Singletons and doubletons calculated combining all the samples within the species.
Variants only found in a single group within each species.
Calculated from Θw. μ = 1e-9 - 0.5e-9 mut·bp-1·yr-1 and g = 25 for Homo and Pan, 19 for Gorilla and 26 for Pongo.
Hybrid sample Donald and 4 related gorillas were excluded.
Figure 1Samples, heterozygosity and genetic diversity
a. Geographical distribution of great ape populations across Indonesia and Africa sequenced in this study. The formation of the islands of Borneo and Sumatra resulted in the speciation of the two corresponding orangutan populations. The Sanaga River forms a natural boundary between Nigeria-Cameroon and Central chimpanzee populations while the Congo River separates the bonobo population from the Central and Eastern chimpanzees. Eastern lowland and Western lowland gorillas are both separated by a large geographical distance. b. Heterozygosity estimates of each of the individual species and subspecies are superimposed onto a neighbor-joining tree from genome-wide genetic distance estimates. Arrows indicate heterozygosities previously reported[30] for Western and Central chimpanzee populations c. Runs of homozygosity among great apes. The relationship between the coefficient of inbreeding (FROH) and the number of autozygous >1 Mbp segments is shown. Bonobos and Eastern lowland gorillas show an excess of inbreeding compared to the other great apes, suggesting small population sizes or a fragmented population. d. Genetic structure based on clustering of great apes. All individuals (columns) are grouped into different clusters (K=2 to K=6, rows) colored by species and according to their common genetic structure. Most captive individuals, labeled on top, show a complex admixture from different wild populations. A signature of admixture, for example, is clearly observed in the known hybrid Donald, a second-generation captive where we predict 15% admixture of Central chimpanzee on a Western background consistent with its pedigree. A gray line at the bottom denotes new groups at K=6 in agreement with the location of origin or ancestral admixture.

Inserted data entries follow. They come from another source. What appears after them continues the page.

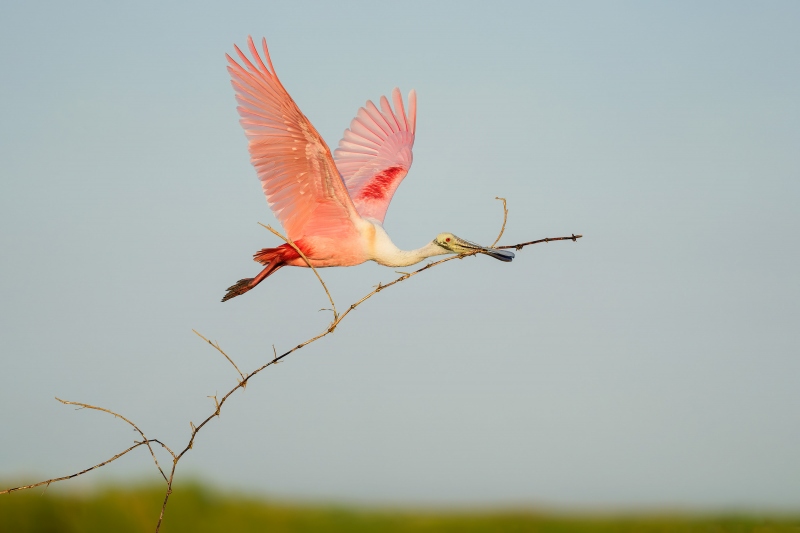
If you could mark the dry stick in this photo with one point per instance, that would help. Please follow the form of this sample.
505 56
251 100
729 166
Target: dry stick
505 218
117 415
243 383
520 246
299 251
49 481
220 351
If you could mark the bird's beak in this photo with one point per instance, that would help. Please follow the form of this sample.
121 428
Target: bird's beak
460 246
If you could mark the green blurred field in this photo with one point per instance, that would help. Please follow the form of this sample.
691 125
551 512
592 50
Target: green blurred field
197 510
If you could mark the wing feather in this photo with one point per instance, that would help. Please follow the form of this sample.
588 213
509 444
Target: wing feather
375 153
298 175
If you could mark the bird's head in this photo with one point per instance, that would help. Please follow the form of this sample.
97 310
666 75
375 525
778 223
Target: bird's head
456 245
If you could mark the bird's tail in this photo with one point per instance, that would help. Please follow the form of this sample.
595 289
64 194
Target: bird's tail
271 258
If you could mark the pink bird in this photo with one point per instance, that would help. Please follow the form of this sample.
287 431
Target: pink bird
331 208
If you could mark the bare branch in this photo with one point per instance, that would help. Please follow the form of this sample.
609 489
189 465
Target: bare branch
220 351
117 415
49 481
505 219
520 246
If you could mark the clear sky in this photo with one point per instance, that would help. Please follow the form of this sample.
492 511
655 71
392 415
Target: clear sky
654 363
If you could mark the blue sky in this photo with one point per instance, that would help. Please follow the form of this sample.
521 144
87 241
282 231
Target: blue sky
654 363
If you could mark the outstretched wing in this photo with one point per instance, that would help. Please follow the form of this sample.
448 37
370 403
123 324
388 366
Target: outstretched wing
375 154
295 166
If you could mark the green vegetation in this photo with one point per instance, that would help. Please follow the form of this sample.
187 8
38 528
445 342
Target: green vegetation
197 510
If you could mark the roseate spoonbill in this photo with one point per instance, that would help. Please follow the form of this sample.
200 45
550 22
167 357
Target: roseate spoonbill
331 206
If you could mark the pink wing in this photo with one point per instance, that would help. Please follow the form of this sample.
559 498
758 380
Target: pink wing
375 154
295 166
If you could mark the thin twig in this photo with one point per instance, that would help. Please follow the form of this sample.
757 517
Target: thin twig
299 251
49 481
505 218
220 351
117 415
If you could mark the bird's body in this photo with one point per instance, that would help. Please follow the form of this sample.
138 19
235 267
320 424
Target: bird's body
332 209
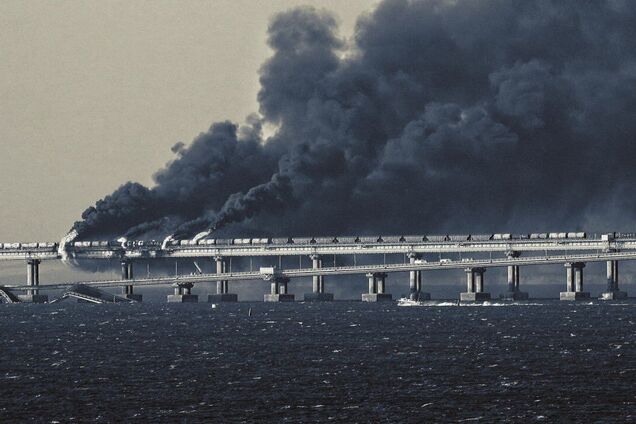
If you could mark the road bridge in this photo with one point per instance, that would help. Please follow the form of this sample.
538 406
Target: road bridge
377 274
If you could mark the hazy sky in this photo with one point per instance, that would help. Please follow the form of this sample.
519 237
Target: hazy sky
95 93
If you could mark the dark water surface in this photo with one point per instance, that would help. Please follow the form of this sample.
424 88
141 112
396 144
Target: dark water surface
343 361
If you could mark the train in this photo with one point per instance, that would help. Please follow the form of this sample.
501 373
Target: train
265 241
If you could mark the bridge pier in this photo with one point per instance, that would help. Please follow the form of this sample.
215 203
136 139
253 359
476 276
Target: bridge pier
474 286
127 273
33 279
183 294
377 286
612 292
222 286
514 292
318 284
415 281
574 282
278 291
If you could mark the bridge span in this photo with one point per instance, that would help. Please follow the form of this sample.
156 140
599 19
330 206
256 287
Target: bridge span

Figure 2Inferred population history
Population splits and effective population sizes (N) during great ape evolution. Split times (dark brown) and divergence times (light brown) are plotted as a function of divergence (d) on the bottom and time on top. Time is estimated using a single mutation rate (μ) of 1·10−9 mut/(bp·year). The ancestral and current effective population sizes are also estimated using this mutation rate. The results from several methods used to estimate N, (COALHMM, ILS COALHMM, PSMC and ABC are colored in orange, purple, blue and green respectively). The chimpanzee split times are estimated using the ABC method. The x-axis is rescaled for divergences larger than 2·10−3 to provide more resolution in recent splits. All the values used in this figure can be found in Table S5.
Figure 3PSMC analysis
Inferred historical population sizes by PSMC. The lower x-axis gives time measured by pairwise sequence divergence and the y-axis gives the effective population size measured by the scaled mutation rate. The upper x-axis indicates scaling in years, assuming a mutation rate ranging from 10−9 to 5·10−10 per site per year. The top left panel shows the inference for modern human populations. In the rest of the three panels, thin light lines of the same color correspond to PSMC inferences on 100 rounds of bootstrapped sequences.